You could look at the way I was taught back then and say, “That’s dangerous”. For example, we learned that if you had an issue with your regulator (which delivers air from the cylinder to the diver), you swam over to your buddy and shared theirs! The reality is you might panic and snatch their regulator, so now everyone dives with two regulators. It’s all about redundancy. Equipment has changed and you now have kit to help your buoyancy, both up and down.

There was a long stretch when I didn’t dive but I got the bug again in 2004. My daughter was 14 and wanted to do something different. A friend suggested diving, so she tried it and enjoyed it. She travelled the world to go diving. I tagged along and joined in too.

I decided to gain more qualifications. Whoever you learn with – the Professional Association of Diving Instructors (PADI), Scuba Schools International, the British Sub-Aqua Club (BSAC) – you start at the bottom of the ladder. I don’t like being on the bottom rung, so I rose to the challenge, gaining qualifications to become a rescue diver with PADI before switching to BSAC.

There are two aspects of diving I particularly enjoy. The first is taking people who’ve never been before and seeing the pleasure they get from it. The second is challenging myself – for example, diving to a wreck that’s accessible only at certain times of day and is a bit risky due to the tides. You must plan very carefully.

The reality is you might panic and snatch [your buddy’s] regulator


When planning a dive, you do two types of risk assessment. The first is during the preparation stage when you look at things like equipment weight so that you don’t injure your back. The second, which is like a dynamic risk assessment, is the “incident pit”. You can visualise the pit as a U-shape. If you fail to check something when you’re on the surface – say, your spare cylinder – you are already some way down the U. The sides become steeper the further down. If you then find you have no air in your spare cylinder, you swiftly reach the bottom and you’re in serious trouble. The point is that, if you do your checks, stay at the top of the U and don’t ever go down into the pit you will be OK. It’s about planning, preparation and situational awareness at all levels.

Jonathan-White-Tech-IOSH-diretor-J-W-Facilities-and-diver-close-upPut simply, you can’t breathe water.

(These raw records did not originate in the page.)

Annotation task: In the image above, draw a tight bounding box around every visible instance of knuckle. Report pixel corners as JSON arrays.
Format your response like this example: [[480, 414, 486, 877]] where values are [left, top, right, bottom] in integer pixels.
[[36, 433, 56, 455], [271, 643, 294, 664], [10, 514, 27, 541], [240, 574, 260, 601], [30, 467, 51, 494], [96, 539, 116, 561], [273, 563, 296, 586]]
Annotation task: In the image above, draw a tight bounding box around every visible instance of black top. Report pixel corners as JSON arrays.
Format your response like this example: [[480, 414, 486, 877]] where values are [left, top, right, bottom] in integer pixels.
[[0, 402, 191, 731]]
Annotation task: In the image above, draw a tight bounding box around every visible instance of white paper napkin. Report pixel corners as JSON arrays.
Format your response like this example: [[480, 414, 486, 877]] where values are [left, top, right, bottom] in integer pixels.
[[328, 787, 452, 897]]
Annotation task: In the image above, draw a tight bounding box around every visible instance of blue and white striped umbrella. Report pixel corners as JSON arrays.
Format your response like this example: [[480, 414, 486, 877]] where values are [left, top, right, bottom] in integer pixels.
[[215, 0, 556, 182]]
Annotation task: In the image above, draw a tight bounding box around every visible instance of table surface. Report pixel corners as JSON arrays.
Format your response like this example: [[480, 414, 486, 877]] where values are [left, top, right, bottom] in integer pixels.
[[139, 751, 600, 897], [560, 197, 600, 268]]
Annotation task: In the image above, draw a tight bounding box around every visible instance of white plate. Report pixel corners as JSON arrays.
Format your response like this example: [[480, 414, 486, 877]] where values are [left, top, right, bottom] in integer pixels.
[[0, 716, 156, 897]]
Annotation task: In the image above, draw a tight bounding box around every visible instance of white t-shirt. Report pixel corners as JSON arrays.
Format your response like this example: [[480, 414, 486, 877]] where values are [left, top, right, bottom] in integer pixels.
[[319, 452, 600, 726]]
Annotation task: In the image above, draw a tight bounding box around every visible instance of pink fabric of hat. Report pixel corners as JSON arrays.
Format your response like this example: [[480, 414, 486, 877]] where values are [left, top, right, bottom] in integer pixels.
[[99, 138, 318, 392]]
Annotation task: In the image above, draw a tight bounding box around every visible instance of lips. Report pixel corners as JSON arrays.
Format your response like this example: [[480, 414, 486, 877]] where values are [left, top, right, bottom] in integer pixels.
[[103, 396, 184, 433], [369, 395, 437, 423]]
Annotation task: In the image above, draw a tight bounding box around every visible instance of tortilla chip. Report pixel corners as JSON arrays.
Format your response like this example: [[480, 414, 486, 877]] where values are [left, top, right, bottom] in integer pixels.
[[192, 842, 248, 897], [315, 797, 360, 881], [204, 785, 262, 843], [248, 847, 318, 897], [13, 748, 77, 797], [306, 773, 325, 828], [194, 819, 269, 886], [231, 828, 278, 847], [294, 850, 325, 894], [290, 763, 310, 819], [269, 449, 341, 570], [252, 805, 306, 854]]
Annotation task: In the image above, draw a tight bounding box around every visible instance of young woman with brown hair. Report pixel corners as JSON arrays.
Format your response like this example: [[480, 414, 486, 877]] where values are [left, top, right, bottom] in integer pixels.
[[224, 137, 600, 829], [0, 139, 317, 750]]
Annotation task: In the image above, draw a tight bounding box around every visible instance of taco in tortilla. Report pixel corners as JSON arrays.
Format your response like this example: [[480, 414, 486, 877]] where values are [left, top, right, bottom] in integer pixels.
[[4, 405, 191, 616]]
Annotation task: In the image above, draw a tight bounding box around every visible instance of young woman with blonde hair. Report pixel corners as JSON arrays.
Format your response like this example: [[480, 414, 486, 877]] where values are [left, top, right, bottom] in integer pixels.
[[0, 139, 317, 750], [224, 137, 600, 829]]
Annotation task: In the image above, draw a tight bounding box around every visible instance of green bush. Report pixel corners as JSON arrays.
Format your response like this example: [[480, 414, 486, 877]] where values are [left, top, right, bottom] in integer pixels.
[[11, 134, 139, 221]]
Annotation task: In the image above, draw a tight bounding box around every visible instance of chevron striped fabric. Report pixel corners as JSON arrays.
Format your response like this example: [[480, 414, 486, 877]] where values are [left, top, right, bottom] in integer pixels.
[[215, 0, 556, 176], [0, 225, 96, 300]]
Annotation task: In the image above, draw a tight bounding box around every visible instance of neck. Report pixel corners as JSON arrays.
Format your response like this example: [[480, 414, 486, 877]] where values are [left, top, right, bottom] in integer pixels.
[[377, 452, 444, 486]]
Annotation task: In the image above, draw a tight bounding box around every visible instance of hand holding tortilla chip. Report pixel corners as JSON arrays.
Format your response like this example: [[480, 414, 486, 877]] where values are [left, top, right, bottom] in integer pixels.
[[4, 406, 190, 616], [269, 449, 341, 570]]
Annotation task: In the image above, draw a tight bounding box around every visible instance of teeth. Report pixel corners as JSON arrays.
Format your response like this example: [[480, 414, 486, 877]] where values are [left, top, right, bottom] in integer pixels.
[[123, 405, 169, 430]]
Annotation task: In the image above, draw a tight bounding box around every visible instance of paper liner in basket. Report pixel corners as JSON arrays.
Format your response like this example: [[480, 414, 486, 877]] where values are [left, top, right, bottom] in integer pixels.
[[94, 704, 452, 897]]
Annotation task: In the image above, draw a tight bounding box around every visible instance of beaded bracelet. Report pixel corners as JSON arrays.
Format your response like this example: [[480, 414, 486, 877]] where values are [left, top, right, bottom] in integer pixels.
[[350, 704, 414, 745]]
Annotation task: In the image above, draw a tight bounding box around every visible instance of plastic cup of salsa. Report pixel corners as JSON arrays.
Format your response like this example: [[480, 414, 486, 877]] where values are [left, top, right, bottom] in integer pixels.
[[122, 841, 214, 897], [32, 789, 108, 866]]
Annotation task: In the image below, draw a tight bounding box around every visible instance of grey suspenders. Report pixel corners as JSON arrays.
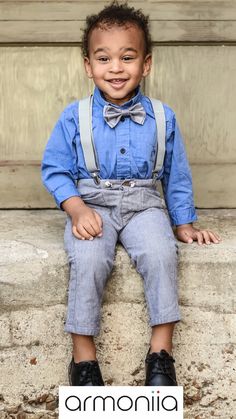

You need the right support team on the surface and the correct first aid, both oxygen and automated external defibrillator, and to know the location of a recompression chamber and the nearest hospital. You plan the dive and dive the plan. It’s like flying an aircraft with pre-flight checks: it takes about 45 minutes to kit up and brief. Anything that goes wrong will be medical, or malfunctioning kit underwater, or nature oriented. I practise rescue skills in the pool and in open water every two months.

One of my best experiences was finding a set of Venetian pots off the Tunisian coast. I spotted something curved, so I dropped down to take a look. They were covered in sea life, so I scraped a small area clean and saw they were pots. They were sitting on the wreck of a 2,000-year-old ship – an old Venetian galley.

The worst experience was when my co-diver’s regulator did a “free flow”, which means it didn’t turn off. I saw his gauge and he had one-third of a cylinder remaining – about 30 seconds until he ran out of air – so I gave him my spare air and we ascended gradually. It was a very measured recovery, but it could have gone horribly wrong if he’d panicked. We were coming from around 35 m and the water temperature was about 4°C. Fortunately, he knew the emergency action plan.

I’d recommend diving to anyone. You can dive from when you’re 14, and there’s no upper age limit. You need to be physically fit, but disability is no barrier. I’m trained as an adaptive diving instructor, which means I can take out physically challenged trainee divers. When I was in the military, I was stationed in Iraq. We had many battle casualties, some with life-changing injuries. I felt I needed to give something back, and lots of the people I train in adaptive diving are ex-military.

One lad I dived with had sustained a back injury and only had use of his arms. After being helped from his wheelchair he was able to roll into the water. Once in, his disability wasn’t an issue. He’d spent two years largely confined indoors. Mentally he had been in a bad place, and diving changed that.